The man eventually pushed her out onto a heap of trash. She made her way to a friend’s apartment where she sat in the tub for an hour before calling the police at the friend’s insistence. Police took her to the hospital, where doctors found her bruised from head to toe, eyes hemorrhaged, ligature marks on her neck.


For the attack on Laurie and another San Diego woman, Little was convicted of assault and false imprisonment and served 2 1/2 years in prison.


Little showed almost no emotion throughout the women’s testimony, occasionally whispering to his public defender. His attorney, Michael Pentz, accused prosecutors of parading in front of jurors “disturbing” stories and images unrelated to the slayings his client is on trial for.

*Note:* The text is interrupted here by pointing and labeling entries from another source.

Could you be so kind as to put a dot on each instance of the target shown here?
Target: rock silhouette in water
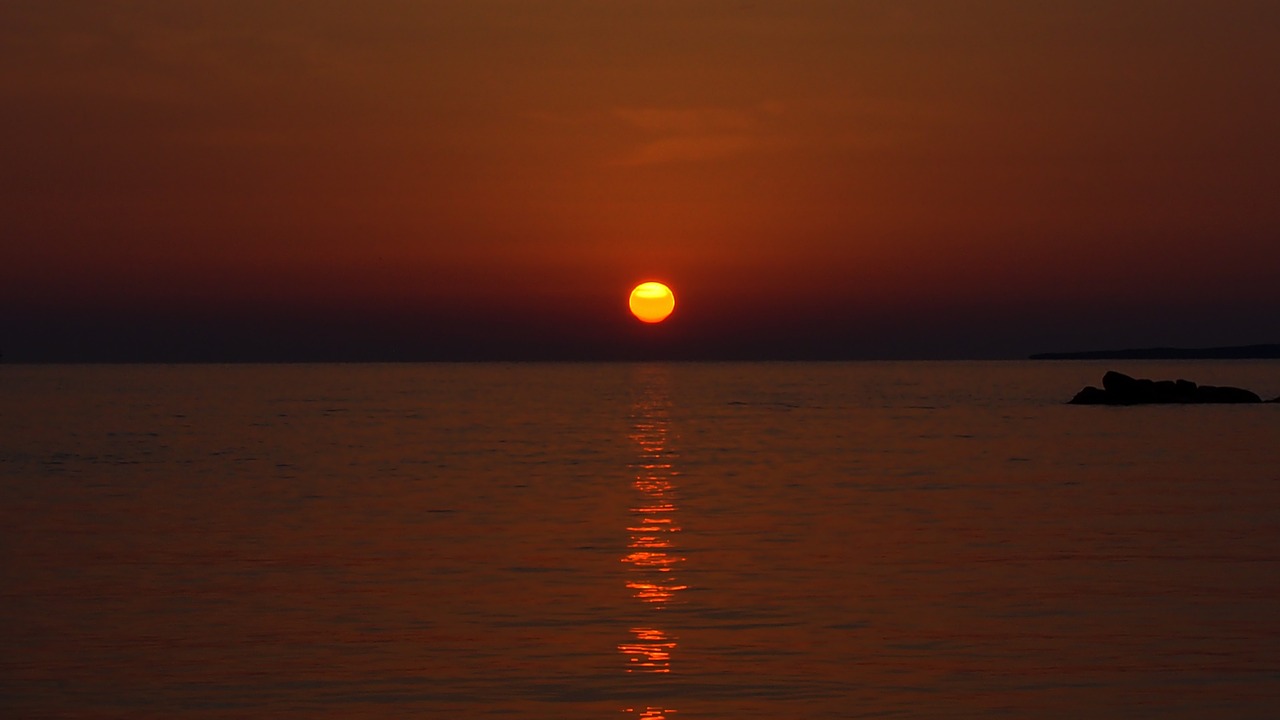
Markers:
(1119, 388)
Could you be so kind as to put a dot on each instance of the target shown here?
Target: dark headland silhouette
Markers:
(1232, 352)
(1119, 388)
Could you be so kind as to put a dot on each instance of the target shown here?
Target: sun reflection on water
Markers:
(652, 552)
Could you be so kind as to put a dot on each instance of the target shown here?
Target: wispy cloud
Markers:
(698, 135)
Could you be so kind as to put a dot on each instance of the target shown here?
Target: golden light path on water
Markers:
(653, 529)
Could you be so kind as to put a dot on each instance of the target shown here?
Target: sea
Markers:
(635, 541)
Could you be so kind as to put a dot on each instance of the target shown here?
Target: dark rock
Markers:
(1119, 388)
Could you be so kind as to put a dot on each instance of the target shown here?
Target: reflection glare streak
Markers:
(653, 556)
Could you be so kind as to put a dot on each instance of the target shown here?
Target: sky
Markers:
(447, 180)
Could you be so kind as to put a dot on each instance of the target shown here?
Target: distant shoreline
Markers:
(1232, 352)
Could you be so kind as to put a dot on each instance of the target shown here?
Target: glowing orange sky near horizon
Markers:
(805, 158)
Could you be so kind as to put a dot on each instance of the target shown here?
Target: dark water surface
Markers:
(635, 541)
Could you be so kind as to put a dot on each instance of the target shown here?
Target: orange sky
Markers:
(429, 180)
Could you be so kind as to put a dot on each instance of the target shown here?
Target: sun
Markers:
(652, 301)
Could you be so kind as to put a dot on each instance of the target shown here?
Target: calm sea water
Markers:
(784, 541)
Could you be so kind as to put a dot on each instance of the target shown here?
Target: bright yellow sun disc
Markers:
(652, 302)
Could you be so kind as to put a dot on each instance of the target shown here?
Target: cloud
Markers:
(698, 135)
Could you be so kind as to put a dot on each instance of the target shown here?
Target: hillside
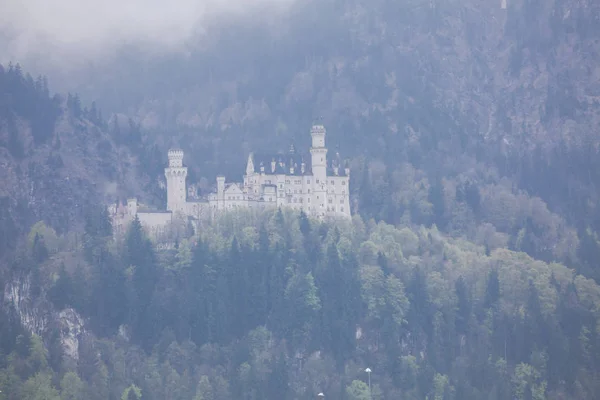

“Most of what you heard was about his past,” he told jurors Friday, arguing that the DNA evidence was insufficient to prove Little killed the three women.

Those women were introduced to jurors as lifeless bodies in yellowing crime scene photographs, each of them nude save for a shirt or sweater bunched up around their shoulders, with signs of strangulation.

Carol Alford was found July 13, 1987, in a South L.A. alley, against a fence. Audrey Nelson was found Aug. 14, 1989, in a dumpster in a parking lot behind a club and restaurant. Guadalupe Apodaca was discovered on Sept. 3, 1989, in an abandoned commercial garage. Jurors are set to begin deliberating the case Tuesday.


All of the women — dead and alive — had one thing in common, Silverman told jurors. “They were women who law enforcement at the time were unlikely to take seriously,” she said.

After Lelia finished testifying and headed for the courtroom door, a man approached. It was Apodaca’s son. He thanked her and gave her a hug.

Patting him on the back, she told him: “I spoke for her.”